AlexsLemonade / OpenScPCA-analysis

An open, collaborative project to analyze data from the Single-cell Pediatric Cancer Atlas (ScPCA) Portal
1 stars 8 forks source link

Identify a doublet-annotated cancer dataset #425

Open sjspielman opened 1 month ago

sjspielman commented 1 month ago

If you are filing this issue based on a specific GitHub Discussion, please link to the relevant Discussion.


Describe the goals of the changes to the analysis module.

As discussed in this discussion comment, previous ground-truth benchmarking for doublet detection methods has not really focused on cancer datasets. The goal if this issue is to try and find one or more cancer datasets with validated doublets that we might use for this purpose, but worth noting that such data may not exist. If it does exist, a forthcoming issue will be written to track including that in benchmarking.

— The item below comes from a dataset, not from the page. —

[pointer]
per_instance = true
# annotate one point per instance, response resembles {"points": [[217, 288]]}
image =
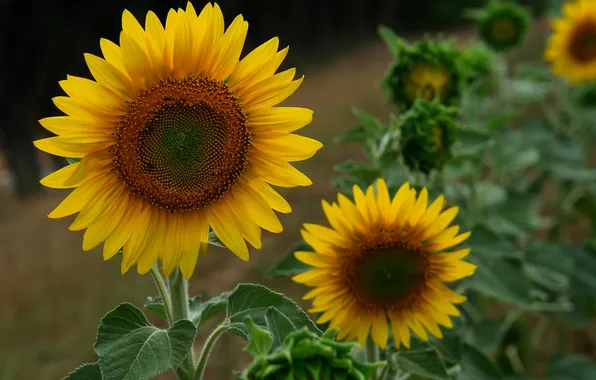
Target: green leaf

What will your pull request contain?

No pull request is expected for this issue. Instead, this just tracks identifying datasets we might use in benchmarking.

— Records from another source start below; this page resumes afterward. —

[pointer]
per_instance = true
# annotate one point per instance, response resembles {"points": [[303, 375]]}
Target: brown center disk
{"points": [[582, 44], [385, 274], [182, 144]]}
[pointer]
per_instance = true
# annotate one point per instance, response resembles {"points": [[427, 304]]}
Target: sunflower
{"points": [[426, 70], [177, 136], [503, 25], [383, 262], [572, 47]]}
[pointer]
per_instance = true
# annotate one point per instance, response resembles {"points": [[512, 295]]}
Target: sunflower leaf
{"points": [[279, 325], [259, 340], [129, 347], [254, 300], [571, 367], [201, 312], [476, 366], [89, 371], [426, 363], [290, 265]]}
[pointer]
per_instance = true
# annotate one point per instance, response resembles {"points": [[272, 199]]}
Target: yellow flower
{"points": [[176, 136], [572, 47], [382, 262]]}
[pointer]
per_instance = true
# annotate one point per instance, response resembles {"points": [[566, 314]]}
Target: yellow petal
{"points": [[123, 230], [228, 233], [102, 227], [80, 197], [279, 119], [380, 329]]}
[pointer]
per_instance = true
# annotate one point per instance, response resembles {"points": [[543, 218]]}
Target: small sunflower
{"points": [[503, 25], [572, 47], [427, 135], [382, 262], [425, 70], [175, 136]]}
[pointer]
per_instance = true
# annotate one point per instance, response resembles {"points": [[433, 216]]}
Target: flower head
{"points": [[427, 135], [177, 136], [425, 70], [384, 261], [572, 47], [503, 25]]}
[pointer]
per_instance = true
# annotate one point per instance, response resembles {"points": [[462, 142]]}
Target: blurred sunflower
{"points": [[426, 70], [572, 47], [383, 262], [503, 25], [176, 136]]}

Will you require additional software beyond what is already in the analysis module?


Will you require different computational resources beyond what the analysis module already uses?


If known, when do you expect to file the pull request?


sjspielman commented 1 month ago

I have done some literature searching here, and come up short. The only "validated" datasets I've been able to track down are all the same ones as in this benchmarking paper. The one dataset there that does contain cancer is a PDX sample, where cancer cells are human and immune are mouse and the classification therefore focused on the interspecies distinction, not within cancer cells only.

I'm going to keep this issue open since it's definitely a "nice to have" still, even though I'm not sure we'll be able to actually have it and it's not worth holding up further analysis for.